With “Les Fêtes,” we return to the fantastical headpieces made for both parties and fancy dress balls, as well as the stage—Dior’s designers have often developed costumes for ballet, opera, and theater. This section evokes the transformative nature of hats, for when they are added to one’s ensemble, the wearer instantly becomes more powerful and striking. “Les Parisiennes” spotlights the tambourin, a squared felt beret, favored by Christian Dior for its simplicity and deep association with French heritage. Finally, with “Les Belles,” we see how headpieces and cosmetics are conceived together as—yet again—an extension of the garments.

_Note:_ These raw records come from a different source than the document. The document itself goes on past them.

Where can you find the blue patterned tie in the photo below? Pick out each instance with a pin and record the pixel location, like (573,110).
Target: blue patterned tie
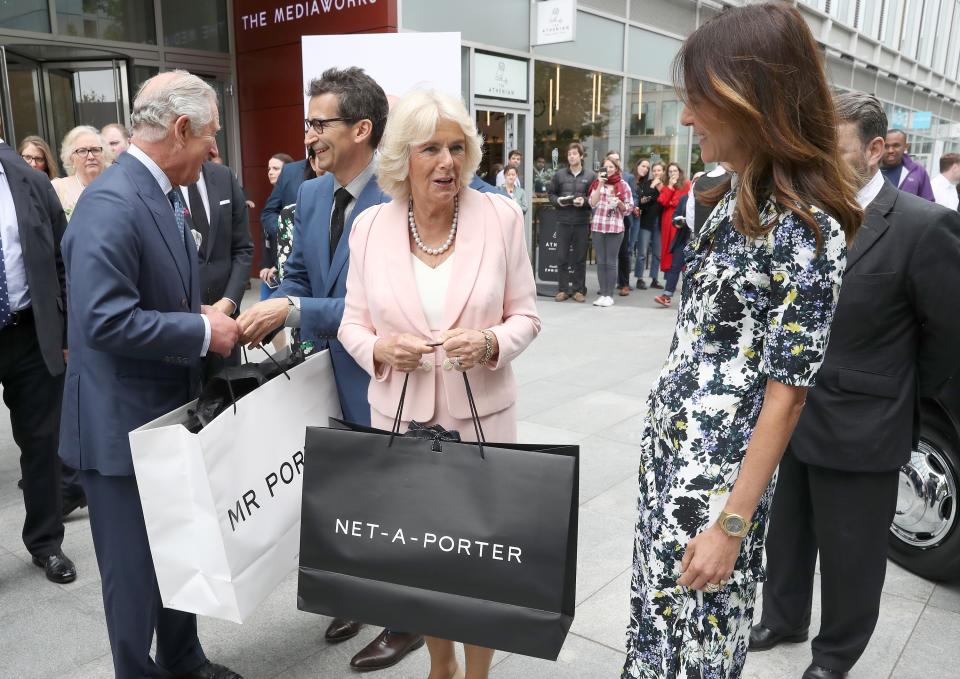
(179,210)
(4,295)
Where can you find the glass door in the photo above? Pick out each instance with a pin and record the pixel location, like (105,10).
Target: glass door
(22,114)
(502,132)
(50,98)
(84,93)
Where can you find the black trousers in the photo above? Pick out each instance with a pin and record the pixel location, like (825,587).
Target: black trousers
(846,516)
(623,258)
(131,599)
(33,397)
(572,257)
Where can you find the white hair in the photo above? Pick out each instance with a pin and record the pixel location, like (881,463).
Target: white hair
(69,145)
(156,107)
(413,120)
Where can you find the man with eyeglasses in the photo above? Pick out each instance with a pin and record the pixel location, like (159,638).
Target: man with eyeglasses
(32,351)
(347,113)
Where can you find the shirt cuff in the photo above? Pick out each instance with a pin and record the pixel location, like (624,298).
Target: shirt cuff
(293,315)
(206,335)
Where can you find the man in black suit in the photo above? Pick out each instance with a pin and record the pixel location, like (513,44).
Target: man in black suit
(218,210)
(894,339)
(32,352)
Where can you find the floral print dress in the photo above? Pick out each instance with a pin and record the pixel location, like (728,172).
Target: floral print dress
(752,309)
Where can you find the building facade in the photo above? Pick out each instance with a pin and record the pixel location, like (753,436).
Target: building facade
(66,62)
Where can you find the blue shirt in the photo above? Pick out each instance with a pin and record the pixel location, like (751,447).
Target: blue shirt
(17,290)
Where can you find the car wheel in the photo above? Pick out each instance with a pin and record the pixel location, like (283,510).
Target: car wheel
(924,537)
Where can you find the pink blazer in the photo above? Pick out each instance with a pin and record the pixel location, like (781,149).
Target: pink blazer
(491,287)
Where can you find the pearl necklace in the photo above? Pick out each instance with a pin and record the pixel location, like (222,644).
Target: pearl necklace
(416,235)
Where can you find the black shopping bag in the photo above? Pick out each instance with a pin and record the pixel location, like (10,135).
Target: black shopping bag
(427,535)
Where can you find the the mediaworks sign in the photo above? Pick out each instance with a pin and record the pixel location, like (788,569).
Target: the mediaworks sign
(499,77)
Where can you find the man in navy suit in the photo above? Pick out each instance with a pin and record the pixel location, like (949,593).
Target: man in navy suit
(346,117)
(137,331)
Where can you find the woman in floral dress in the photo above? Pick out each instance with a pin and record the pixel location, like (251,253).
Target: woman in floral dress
(761,286)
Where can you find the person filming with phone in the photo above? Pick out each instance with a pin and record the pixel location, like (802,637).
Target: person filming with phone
(568,193)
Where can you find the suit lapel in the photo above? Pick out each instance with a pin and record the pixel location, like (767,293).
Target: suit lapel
(369,196)
(160,207)
(391,235)
(874,224)
(468,253)
(214,193)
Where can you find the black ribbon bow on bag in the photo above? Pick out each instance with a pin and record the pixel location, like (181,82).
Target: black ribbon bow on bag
(435,432)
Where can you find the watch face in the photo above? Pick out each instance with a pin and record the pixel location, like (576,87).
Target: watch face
(734,525)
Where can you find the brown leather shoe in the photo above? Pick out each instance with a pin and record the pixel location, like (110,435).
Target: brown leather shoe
(386,650)
(341,630)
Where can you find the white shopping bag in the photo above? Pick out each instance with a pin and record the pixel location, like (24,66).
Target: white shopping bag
(222,507)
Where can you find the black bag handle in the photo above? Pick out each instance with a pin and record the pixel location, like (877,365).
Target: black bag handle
(474,414)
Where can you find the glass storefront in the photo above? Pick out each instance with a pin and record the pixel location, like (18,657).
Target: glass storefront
(654,128)
(119,20)
(25,15)
(575,104)
(195,24)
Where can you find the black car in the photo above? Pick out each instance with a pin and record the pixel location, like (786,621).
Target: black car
(924,536)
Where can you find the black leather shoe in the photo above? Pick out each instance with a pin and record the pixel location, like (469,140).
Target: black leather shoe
(72,504)
(817,672)
(58,568)
(386,650)
(341,630)
(210,670)
(763,638)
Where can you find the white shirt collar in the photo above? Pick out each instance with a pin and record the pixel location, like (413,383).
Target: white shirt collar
(162,179)
(866,195)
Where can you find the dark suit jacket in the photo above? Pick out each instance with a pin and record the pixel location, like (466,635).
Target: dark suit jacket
(133,324)
(41,224)
(321,284)
(228,252)
(895,336)
(284,193)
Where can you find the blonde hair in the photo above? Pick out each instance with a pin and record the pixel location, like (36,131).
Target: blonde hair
(414,120)
(53,170)
(69,145)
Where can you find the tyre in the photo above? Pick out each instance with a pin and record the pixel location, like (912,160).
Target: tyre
(924,535)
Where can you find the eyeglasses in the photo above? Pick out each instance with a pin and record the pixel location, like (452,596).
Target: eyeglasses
(319,124)
(84,151)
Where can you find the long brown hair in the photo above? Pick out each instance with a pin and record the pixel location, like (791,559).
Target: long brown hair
(759,70)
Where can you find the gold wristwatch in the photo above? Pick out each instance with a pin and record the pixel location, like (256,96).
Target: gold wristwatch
(733,525)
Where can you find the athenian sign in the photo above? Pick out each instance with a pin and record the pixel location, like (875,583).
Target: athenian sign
(556,21)
(499,77)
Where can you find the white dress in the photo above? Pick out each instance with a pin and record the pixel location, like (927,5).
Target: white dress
(432,284)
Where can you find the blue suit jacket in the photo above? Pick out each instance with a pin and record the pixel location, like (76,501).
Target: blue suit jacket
(133,324)
(321,284)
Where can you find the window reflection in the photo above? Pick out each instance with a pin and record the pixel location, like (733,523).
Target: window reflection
(121,20)
(25,15)
(654,127)
(575,104)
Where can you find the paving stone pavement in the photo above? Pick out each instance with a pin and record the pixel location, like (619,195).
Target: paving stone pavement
(584,380)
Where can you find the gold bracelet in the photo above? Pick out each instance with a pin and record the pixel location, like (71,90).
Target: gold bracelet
(488,354)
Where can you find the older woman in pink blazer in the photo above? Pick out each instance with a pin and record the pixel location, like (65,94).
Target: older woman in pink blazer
(439,282)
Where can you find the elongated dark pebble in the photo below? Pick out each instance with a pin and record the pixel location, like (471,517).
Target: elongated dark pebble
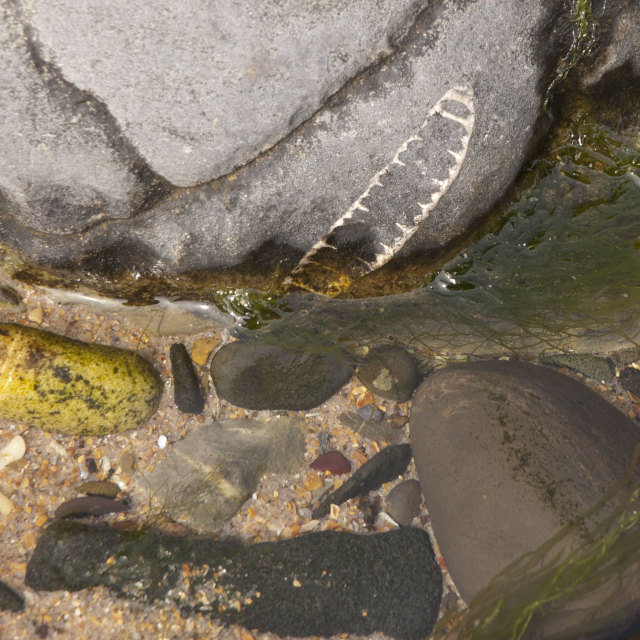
(383,467)
(89,506)
(10,600)
(102,488)
(186,386)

This balancing act between numerous visual elements is what imbues Dior’s collections with meticulous detail, craftsmanship, and artistry, all of which Jones’s headpieces epitomize. “Especially in haute couture fittings, I spend a very long time looking at that interaction of material, color, texture, interplaying with the face. You know, what’s the color of the skin? How does that line go across? How’s the hairstyle? How is the thing going to blend together?” Jones says. “Because the hat itself, yes, is interesting, but it is only a frame for the face. The thing that’s interesting is the person inside.”